- Born: Maxwell Wilber Becton August 22, 1868 Kinston, North Carolina, US
- Died: January 2, 1951 (aged 82) Rutherford, New Jersey, US
- Education: Rutherford College
- Occupations: Industrialist and businessman
- Employer: Becton, Dickinson and Company
- Known for: Co-founder of Fairleigh Dickinson College

= Maxwell Becton =

American industrialist (1868–1951)

Maxwell Wilber Becton (August 22, 1868 – January 2, 1951) was an American industrialist and businessman. He co-founded Becton, Dickinson and Company in 1897 with Fairleigh S. Dickinson. He also co-founded Fairleigh Dickinson College.

== Early life ==
Becton was born on his family's plantation in Kinston, North Carolina on August 22, 1868. His parents were Eliza and Jarman Becton. Growing up, he attended the Woodington Methodist Church. He attended local schools. He attended Rutherford College. However, the college burned in 1888, so he only completed two years of college. He then moved to New York.

== Career ==
In New York in 1888, Becton worked as a salesman. In 1891, he moved to Montana where he worked in real estate. He moved to Boston in 1895 and co-founded Randall and Becton, a medical thermometer company. While in Texas on a sales trip, he met Fairleigh S. Dickinson (1866–1948), co-founder of Becton Dickinson and the named benefactor of Fairleigh Dickinson University who was a paper salesman. The two men discovered that they grew up fifty miles apart in North Carolina and had the same birthday. They quickly became close friends.

After buying out Randall, Becton and Dickinson created a partnership to sell medical thermometers and syringes, in 1897. Later, the company also produced hypodermic needles and syringes to inject insulin. The company incorporated as Becton, Dickinson & Company in 1906 and built a manufacturing plant in East Rutherford, New Jersey. Becton served as the company's secretary and treasurer, and later served as the chairman of the board.

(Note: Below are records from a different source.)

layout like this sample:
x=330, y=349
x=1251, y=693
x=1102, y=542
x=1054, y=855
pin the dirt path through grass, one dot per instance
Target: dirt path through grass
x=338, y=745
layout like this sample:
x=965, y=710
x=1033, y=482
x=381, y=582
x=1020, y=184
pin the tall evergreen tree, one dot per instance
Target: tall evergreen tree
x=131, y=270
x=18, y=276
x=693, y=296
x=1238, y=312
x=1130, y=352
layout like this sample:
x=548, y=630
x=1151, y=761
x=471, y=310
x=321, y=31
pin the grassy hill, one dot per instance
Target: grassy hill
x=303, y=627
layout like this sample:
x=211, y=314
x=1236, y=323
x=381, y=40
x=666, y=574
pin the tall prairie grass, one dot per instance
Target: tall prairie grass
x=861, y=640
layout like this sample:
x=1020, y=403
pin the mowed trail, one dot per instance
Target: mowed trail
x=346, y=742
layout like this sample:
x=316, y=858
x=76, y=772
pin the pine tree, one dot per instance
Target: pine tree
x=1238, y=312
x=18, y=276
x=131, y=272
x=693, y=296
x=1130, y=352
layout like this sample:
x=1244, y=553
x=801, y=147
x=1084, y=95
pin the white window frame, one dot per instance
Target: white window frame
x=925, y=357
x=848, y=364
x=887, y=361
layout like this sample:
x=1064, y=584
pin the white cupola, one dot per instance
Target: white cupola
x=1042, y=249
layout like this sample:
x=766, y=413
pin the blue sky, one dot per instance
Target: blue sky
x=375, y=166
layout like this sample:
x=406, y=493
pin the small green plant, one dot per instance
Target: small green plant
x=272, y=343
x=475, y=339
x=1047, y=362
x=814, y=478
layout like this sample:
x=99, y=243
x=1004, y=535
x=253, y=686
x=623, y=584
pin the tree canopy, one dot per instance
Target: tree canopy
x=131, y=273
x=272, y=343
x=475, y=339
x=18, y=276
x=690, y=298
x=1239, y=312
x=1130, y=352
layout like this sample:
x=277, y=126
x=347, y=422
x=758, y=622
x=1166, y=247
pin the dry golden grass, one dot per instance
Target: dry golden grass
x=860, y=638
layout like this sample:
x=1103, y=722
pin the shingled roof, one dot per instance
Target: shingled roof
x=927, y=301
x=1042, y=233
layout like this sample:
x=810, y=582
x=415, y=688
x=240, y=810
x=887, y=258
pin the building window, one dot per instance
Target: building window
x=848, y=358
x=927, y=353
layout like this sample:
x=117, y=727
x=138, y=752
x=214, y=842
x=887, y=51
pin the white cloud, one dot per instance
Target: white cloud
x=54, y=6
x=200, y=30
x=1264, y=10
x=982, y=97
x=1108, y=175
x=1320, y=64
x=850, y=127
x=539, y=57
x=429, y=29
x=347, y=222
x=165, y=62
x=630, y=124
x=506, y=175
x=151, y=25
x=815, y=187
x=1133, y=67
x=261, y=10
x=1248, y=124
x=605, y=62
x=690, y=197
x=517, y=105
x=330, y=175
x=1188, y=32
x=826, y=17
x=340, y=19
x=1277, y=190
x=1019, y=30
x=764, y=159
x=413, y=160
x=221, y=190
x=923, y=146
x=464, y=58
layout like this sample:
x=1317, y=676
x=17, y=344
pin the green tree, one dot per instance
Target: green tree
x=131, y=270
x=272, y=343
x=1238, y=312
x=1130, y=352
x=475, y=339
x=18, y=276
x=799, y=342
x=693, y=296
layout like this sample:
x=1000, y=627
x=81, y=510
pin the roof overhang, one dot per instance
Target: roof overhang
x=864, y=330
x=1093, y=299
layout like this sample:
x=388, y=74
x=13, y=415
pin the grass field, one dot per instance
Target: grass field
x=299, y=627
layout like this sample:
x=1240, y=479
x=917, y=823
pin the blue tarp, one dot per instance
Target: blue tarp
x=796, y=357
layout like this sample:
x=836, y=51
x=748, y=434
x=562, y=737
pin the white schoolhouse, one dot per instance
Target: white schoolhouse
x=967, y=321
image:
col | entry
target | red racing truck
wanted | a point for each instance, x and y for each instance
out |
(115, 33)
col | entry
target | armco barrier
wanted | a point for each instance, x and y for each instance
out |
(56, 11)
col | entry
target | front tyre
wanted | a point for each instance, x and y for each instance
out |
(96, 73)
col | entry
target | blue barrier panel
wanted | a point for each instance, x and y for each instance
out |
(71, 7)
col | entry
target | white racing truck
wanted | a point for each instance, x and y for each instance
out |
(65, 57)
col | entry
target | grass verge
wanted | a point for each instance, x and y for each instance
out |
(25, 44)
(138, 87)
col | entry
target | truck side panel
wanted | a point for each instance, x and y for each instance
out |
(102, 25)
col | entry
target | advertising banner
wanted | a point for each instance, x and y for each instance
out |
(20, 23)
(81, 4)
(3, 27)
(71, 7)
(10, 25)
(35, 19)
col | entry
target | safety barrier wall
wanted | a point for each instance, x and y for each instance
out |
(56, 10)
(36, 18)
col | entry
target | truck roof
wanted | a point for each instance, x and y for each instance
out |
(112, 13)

Becton, Dickinson & Company supplied medical instruments to the United States Army during the Spanish–American War, World War I, and World War II. As the company expanded, it grew to become a manufacturer of instruments for surgery, dentistry, and veterinary. They also made medical bags and invented new instruments, including the binaural stethoscope and the mercurial sphygmomanometer that measured blood pressure. They also developed an all cotton elastic bandage, named the ACE bandage in 1918. In 1948, the founder's sons took over management of the company.

In the 1920s, Becton and Fairleigh purchased the South Bergen Savings and Loan Association together, with Becton serving as its president. The bank was later known as the National Community Bank of New Jersey. He was also vice president and a director of the Rutherford National Bank. He was president of the Bergen County Chamber of Commerce.

== Personal life ==
Becton married Valarie Prentiss of Rutherford, New Jersey, in 1913. They had three children, Henry Becton, Suzanne Becton, and Valerie Becton. The family built a home in Rutherford, across the street from Dickinson's house.

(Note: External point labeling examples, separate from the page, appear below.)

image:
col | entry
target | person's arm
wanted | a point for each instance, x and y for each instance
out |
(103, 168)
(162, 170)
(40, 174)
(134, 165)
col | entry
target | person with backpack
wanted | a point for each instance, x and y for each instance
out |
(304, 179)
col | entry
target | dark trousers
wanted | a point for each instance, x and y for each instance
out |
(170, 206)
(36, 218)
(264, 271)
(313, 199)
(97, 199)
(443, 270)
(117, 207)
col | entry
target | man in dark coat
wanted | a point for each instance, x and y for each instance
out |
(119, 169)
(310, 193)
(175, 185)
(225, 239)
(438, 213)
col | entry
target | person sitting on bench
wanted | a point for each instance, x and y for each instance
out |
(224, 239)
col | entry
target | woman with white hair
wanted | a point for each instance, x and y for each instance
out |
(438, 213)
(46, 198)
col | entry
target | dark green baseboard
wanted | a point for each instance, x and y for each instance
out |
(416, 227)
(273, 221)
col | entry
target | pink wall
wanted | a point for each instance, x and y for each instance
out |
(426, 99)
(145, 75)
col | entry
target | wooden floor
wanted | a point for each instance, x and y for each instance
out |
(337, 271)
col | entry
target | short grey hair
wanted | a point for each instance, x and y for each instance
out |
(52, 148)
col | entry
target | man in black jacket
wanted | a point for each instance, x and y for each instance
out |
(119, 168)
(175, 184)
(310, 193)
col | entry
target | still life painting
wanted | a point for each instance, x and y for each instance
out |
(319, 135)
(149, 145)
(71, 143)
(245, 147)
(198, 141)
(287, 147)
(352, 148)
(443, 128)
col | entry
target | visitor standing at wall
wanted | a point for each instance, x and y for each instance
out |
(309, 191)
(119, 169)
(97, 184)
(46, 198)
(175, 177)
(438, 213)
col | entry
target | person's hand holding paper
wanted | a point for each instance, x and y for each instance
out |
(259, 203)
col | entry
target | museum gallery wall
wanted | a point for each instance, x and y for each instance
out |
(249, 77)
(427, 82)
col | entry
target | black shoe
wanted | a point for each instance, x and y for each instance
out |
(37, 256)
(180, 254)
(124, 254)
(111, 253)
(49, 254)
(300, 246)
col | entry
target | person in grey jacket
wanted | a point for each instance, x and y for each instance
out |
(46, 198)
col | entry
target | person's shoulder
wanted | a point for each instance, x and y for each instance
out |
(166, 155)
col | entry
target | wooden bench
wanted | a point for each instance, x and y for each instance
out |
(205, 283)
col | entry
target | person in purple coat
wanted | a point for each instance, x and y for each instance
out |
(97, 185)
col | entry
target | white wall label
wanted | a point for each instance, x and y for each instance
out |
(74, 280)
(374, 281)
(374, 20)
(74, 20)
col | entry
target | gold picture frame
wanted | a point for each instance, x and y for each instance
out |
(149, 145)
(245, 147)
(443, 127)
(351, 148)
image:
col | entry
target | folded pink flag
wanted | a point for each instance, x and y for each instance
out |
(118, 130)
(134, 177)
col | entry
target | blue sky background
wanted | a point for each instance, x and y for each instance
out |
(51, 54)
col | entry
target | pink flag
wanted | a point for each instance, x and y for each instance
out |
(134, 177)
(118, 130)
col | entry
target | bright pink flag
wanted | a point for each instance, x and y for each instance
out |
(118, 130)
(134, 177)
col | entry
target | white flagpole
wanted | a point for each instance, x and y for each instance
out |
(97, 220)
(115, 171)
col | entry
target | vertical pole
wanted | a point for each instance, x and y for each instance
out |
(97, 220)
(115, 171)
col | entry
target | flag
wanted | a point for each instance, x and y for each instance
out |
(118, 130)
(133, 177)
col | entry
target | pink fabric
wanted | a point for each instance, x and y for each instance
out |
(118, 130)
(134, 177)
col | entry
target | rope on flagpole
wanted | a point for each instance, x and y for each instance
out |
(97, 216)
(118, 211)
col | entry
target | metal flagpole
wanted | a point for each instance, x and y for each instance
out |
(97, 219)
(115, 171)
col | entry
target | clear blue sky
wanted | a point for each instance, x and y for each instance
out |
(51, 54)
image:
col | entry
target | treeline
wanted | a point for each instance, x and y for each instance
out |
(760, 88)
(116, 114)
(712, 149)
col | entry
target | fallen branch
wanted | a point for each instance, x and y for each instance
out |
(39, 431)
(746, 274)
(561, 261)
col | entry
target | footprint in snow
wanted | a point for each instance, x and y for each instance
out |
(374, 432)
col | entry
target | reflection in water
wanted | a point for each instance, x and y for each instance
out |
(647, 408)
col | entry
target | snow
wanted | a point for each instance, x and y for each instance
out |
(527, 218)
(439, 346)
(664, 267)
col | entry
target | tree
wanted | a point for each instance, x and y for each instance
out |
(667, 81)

Becton was a major donor to Fairleigh Dickinson College when it was established in 1941, allowing the construction of Becton Hall. He served on the college's board of trustees. On the campus, Becton Hall and the Maxwell Becton School of Arts and Science were named in his honor. He was a trustee of Hackensack Hospital. He donated in his mother's memory to build a new building for the Woodington Methodist Church in Woodington, North Carolina. Later, he donated a Hammond electric organ to the church.

He was a member of the Freemans, belonging to the Boiling Springs Lodge, the Knights Templar, and the Lafayette Commandery. He was president of the Rutherford Rotary Club, a director of the YMCA, and a member the New York Southern Society. He also belonged to the New Jersey Senior Golf Association.

Becton had a stroke in 1943 and cut back on working. He died in his home in Rutherford, New Jersey on January 2, 1951, at the age of 83 years. He was buried in the Hillside Cemetery in Lyndhurst, New Jersey.